= Mark Waddington (magician) =

British magician

Mark Waddington (born 4 June 1989 in Keighley, West Yorkshire, England), is a British comedy magician who currently resides in Skipton, North Yorkshire, England. He was voted "Best in the UK" for 2008. He specialises in close up magic.

==Career==
Waddington has worked as a comedy magician since the age of 12 when he made his professional debut at The City Varieties Music Hall in Leeds.

He supported magician Paul Zenon during his Stand-up show, as well as performing his own comedy magic act with Jimmy Cricket, Johnnie Casson, Bobby Knutt, Gorden Kaye, and others. He has appeared in the media many times and TV appearances include Channel 4, ITV and BBC. He has also made many appearances on the radio as a magician, including Fresh Radio, BCB Radio, BBC Radio Leeds, BBC Radio York, BBC Radio Sheffield and BBC Radio 1.

Waddington also works as a specialised magic consultant for TV production.
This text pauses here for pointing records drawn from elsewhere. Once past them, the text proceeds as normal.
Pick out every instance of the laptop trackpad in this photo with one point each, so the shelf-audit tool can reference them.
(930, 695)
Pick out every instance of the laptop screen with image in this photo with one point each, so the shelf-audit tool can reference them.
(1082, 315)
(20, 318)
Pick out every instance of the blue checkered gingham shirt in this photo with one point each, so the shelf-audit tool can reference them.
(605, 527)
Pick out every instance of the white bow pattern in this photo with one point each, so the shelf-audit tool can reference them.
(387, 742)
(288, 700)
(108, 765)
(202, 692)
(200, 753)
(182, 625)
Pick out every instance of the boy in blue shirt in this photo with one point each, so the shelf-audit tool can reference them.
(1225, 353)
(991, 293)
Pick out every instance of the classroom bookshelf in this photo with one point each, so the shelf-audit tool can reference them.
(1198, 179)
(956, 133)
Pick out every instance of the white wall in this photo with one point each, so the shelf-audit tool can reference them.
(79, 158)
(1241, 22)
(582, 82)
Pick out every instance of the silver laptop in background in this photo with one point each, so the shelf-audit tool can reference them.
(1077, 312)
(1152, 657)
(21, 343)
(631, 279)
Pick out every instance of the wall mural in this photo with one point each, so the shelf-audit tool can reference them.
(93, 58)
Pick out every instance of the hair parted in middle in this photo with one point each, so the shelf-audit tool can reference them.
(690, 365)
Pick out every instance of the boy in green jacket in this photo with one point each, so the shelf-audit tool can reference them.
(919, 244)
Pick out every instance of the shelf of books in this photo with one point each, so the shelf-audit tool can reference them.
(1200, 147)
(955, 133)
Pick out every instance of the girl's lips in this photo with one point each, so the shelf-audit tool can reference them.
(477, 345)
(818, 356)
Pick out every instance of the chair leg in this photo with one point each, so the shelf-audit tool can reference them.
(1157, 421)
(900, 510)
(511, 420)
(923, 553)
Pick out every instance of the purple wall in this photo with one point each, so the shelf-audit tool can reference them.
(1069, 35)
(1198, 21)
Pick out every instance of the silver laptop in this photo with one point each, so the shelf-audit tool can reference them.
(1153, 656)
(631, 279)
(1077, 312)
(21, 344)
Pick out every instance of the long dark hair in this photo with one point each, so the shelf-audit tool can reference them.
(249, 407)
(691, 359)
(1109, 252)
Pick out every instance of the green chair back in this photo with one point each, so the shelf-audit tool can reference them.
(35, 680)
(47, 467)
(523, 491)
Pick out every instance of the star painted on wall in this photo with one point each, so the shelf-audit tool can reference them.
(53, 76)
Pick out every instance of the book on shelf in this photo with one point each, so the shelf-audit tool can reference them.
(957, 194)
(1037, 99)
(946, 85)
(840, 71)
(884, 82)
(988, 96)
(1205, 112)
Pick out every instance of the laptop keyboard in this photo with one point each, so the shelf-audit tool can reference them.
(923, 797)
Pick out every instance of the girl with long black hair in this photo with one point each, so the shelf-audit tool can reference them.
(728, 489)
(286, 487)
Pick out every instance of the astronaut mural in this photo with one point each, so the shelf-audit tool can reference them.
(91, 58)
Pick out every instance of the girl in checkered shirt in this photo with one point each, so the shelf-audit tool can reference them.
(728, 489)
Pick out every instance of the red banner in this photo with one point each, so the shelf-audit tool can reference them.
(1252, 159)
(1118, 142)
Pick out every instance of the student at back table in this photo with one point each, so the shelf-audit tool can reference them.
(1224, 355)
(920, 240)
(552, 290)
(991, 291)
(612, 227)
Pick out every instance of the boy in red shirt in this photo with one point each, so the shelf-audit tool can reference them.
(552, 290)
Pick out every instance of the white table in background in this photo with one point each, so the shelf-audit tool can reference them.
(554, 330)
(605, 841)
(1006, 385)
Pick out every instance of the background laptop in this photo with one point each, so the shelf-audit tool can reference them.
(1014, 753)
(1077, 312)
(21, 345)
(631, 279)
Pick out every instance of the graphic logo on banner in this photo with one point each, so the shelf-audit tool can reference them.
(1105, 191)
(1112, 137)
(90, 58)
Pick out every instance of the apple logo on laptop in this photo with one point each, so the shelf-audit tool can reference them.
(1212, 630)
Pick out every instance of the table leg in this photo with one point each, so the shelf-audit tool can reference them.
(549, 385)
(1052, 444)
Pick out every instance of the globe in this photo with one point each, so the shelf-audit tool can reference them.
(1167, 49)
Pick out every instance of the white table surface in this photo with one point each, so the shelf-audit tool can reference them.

He acted as a magic consultant for ITV's Emmerdale, assisting recurring character Rodney to perform magic within the soap.

==Awards==
Waddington was crowned the First Place winner of Starnow UK talent search in [2008].

He became a member of The Magic Circle in May 2009.

In April 2019, his membership to The Magic Circle was reviewed, and he was promoted to an Associate of the Inner Magic Circle (AIMC).

Waddington has been awarded the ‘Best Entertainment’ at the North of England Wedding Awards, in 2014, 2016 and 2017.